Incidentes recentes de cibersegurança evidenciaram as implicações em larga escala que as vulnerabilidades nas cadeias de abastecimento das TIC apresentam. O resultado? Uma perceção cada vez mais aceite de que, sem cadeias de abastecimento das TIC fortes e seguras, os serviços críticos, infraestruturas e até setores sofrem danos dispendiosos ou são travados. No panorama geopolítico atual, a segurança da cadeia de abastecimento já não se resume apenas à segurança técnica de produtos ou serviços, mas também a riscos relacionados com um fornecedor, particularmente dependências e interferências estrangeiras. 

A nova Lei de Cibersegurança visa reduzir os riscos na cadeia de abastecimento das TIC da UE provenientes de fornecedores de países terceiros com preocupações de cibersegurança.
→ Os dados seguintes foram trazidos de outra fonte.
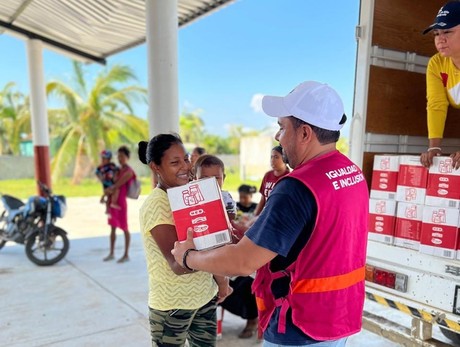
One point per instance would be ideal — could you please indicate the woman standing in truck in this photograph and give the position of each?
(443, 79)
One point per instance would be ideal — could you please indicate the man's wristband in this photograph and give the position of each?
(184, 258)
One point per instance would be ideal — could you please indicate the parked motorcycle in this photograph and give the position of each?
(32, 224)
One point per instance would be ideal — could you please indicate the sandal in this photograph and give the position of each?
(109, 257)
(123, 259)
(250, 329)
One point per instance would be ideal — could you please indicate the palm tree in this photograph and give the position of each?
(94, 117)
(14, 119)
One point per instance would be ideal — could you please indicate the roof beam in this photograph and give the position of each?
(54, 43)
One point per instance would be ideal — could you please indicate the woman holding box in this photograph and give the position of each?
(182, 302)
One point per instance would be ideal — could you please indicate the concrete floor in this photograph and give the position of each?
(82, 301)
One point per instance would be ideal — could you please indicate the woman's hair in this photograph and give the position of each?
(125, 150)
(154, 150)
(207, 160)
(247, 189)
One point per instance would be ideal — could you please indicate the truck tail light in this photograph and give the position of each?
(386, 278)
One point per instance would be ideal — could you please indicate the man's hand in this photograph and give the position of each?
(224, 288)
(181, 246)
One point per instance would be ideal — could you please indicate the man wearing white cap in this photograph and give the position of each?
(309, 244)
(442, 79)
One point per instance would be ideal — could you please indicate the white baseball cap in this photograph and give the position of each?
(313, 102)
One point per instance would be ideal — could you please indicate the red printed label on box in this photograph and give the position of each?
(199, 205)
(381, 220)
(412, 180)
(443, 188)
(408, 225)
(384, 176)
(439, 231)
(411, 172)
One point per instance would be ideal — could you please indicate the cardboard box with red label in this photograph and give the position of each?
(440, 231)
(443, 187)
(412, 180)
(382, 220)
(408, 225)
(384, 177)
(199, 205)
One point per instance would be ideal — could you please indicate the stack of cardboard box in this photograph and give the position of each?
(413, 207)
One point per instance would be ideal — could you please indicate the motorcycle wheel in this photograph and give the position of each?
(47, 252)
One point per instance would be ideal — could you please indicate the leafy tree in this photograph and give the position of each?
(14, 119)
(94, 117)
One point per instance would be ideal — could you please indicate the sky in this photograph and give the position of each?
(229, 59)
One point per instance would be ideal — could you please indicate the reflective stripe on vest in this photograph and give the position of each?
(327, 284)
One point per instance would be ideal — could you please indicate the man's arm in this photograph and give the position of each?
(241, 259)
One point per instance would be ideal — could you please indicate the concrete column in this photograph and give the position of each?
(39, 116)
(161, 36)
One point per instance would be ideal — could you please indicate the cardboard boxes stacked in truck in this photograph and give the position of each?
(426, 205)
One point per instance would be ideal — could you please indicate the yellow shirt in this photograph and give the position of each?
(443, 89)
(167, 290)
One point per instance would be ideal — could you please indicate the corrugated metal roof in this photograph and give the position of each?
(92, 29)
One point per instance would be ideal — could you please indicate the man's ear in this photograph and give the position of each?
(306, 132)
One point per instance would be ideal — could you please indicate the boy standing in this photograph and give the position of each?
(105, 172)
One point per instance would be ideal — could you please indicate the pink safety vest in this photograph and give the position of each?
(326, 292)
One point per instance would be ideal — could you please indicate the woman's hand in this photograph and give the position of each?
(224, 288)
(180, 247)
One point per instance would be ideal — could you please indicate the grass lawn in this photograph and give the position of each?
(23, 188)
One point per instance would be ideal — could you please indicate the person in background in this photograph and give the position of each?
(182, 303)
(105, 172)
(245, 203)
(279, 169)
(211, 166)
(196, 153)
(241, 301)
(245, 206)
(118, 216)
(442, 79)
(309, 243)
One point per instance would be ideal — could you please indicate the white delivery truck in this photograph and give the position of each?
(389, 116)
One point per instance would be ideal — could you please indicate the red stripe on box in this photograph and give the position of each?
(205, 218)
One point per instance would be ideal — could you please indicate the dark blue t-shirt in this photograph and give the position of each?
(284, 227)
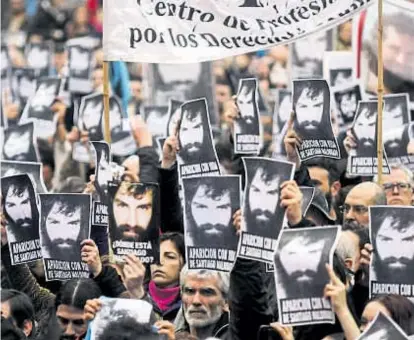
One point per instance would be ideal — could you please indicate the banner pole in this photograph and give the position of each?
(107, 127)
(380, 91)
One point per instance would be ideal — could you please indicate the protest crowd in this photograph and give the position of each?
(239, 197)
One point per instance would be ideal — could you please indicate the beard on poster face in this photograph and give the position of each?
(62, 233)
(132, 214)
(309, 113)
(21, 212)
(301, 279)
(262, 203)
(394, 251)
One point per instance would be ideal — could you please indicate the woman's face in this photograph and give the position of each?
(71, 320)
(370, 312)
(168, 272)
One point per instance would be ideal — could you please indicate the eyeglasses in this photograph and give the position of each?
(389, 187)
(358, 209)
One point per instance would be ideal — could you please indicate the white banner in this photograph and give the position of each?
(184, 31)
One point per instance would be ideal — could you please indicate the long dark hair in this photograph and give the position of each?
(401, 310)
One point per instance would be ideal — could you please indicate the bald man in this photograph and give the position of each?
(362, 196)
(398, 185)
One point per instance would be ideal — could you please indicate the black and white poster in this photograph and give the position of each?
(308, 193)
(363, 160)
(19, 144)
(396, 129)
(247, 139)
(184, 82)
(263, 217)
(33, 170)
(90, 116)
(91, 120)
(123, 143)
(134, 220)
(197, 155)
(113, 310)
(311, 105)
(156, 118)
(338, 68)
(64, 224)
(22, 218)
(346, 101)
(210, 237)
(306, 55)
(39, 111)
(392, 261)
(103, 175)
(39, 56)
(174, 116)
(80, 69)
(301, 276)
(281, 115)
(5, 67)
(383, 327)
(25, 86)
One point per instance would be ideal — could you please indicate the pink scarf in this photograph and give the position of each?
(163, 297)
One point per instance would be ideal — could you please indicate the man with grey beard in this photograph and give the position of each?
(205, 310)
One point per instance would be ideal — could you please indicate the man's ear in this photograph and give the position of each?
(27, 327)
(349, 263)
(335, 187)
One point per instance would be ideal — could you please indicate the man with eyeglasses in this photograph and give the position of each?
(398, 186)
(355, 208)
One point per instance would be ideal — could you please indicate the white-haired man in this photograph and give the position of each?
(398, 185)
(205, 310)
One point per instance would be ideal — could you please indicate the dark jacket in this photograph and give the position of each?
(43, 300)
(248, 303)
(171, 210)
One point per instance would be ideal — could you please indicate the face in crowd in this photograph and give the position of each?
(132, 208)
(18, 206)
(394, 248)
(17, 146)
(355, 208)
(63, 230)
(364, 129)
(203, 301)
(309, 111)
(212, 228)
(302, 274)
(398, 188)
(191, 134)
(167, 273)
(263, 201)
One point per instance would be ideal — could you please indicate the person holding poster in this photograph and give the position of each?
(22, 217)
(133, 220)
(210, 236)
(65, 223)
(392, 235)
(383, 327)
(19, 144)
(34, 170)
(312, 120)
(263, 215)
(362, 141)
(300, 274)
(197, 154)
(247, 127)
(346, 100)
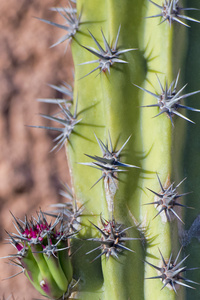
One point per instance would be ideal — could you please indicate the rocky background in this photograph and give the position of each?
(29, 174)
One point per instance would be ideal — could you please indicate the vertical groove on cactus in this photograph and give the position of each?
(111, 250)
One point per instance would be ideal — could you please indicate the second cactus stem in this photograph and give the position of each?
(125, 232)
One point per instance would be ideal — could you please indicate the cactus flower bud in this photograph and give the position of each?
(43, 253)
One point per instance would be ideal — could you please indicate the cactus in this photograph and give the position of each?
(126, 147)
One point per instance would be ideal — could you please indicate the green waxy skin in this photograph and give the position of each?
(65, 262)
(111, 104)
(118, 109)
(54, 290)
(57, 272)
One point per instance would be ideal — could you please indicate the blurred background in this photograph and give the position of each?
(30, 175)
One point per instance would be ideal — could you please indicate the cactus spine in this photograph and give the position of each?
(119, 219)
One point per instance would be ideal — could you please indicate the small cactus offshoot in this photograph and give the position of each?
(171, 272)
(172, 12)
(43, 254)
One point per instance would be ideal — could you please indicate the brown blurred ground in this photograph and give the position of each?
(29, 175)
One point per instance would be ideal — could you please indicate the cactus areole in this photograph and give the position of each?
(106, 243)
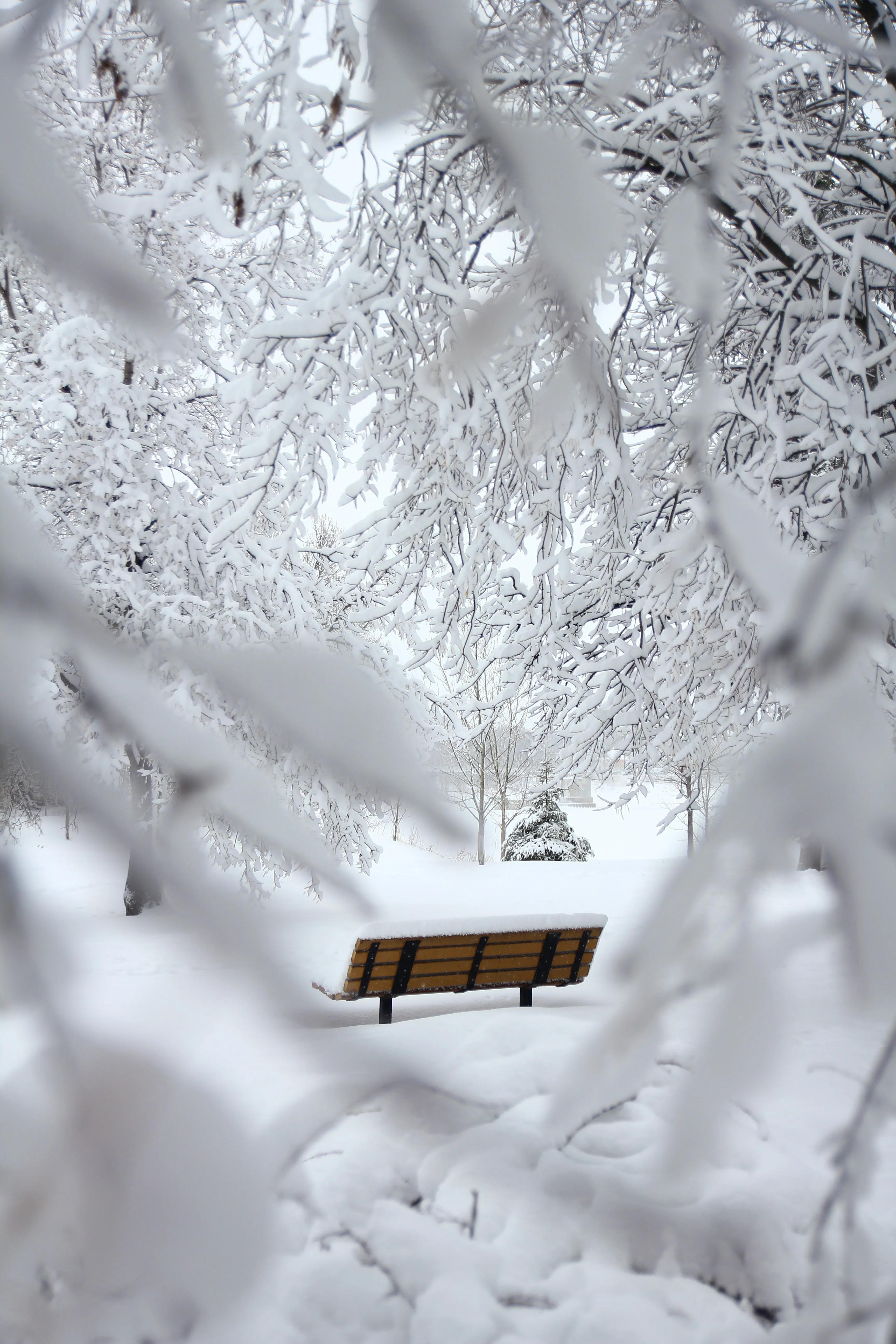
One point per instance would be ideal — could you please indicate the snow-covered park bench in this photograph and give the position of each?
(454, 956)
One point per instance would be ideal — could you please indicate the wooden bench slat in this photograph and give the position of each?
(445, 963)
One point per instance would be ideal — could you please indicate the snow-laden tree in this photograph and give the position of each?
(545, 450)
(159, 472)
(543, 834)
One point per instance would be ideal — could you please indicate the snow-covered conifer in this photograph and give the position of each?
(543, 832)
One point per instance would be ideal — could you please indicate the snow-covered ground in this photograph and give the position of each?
(443, 1209)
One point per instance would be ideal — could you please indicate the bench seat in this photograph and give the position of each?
(430, 957)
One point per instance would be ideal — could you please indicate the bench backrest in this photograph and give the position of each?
(465, 962)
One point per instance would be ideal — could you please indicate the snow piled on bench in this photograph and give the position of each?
(472, 925)
(335, 967)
Estabelece um quadro de segurança da cadeia de abastecimento das TIC de confiança, baseado numa abordagem harmonizada, proporcional e baseada no risco. Isto permitirá à UE e aos Estados-Membros identificar e mitigar conjuntamente riscos em setores críticos para a economia europeia, tendo também em conta o impacto económico e a oferta de mercado.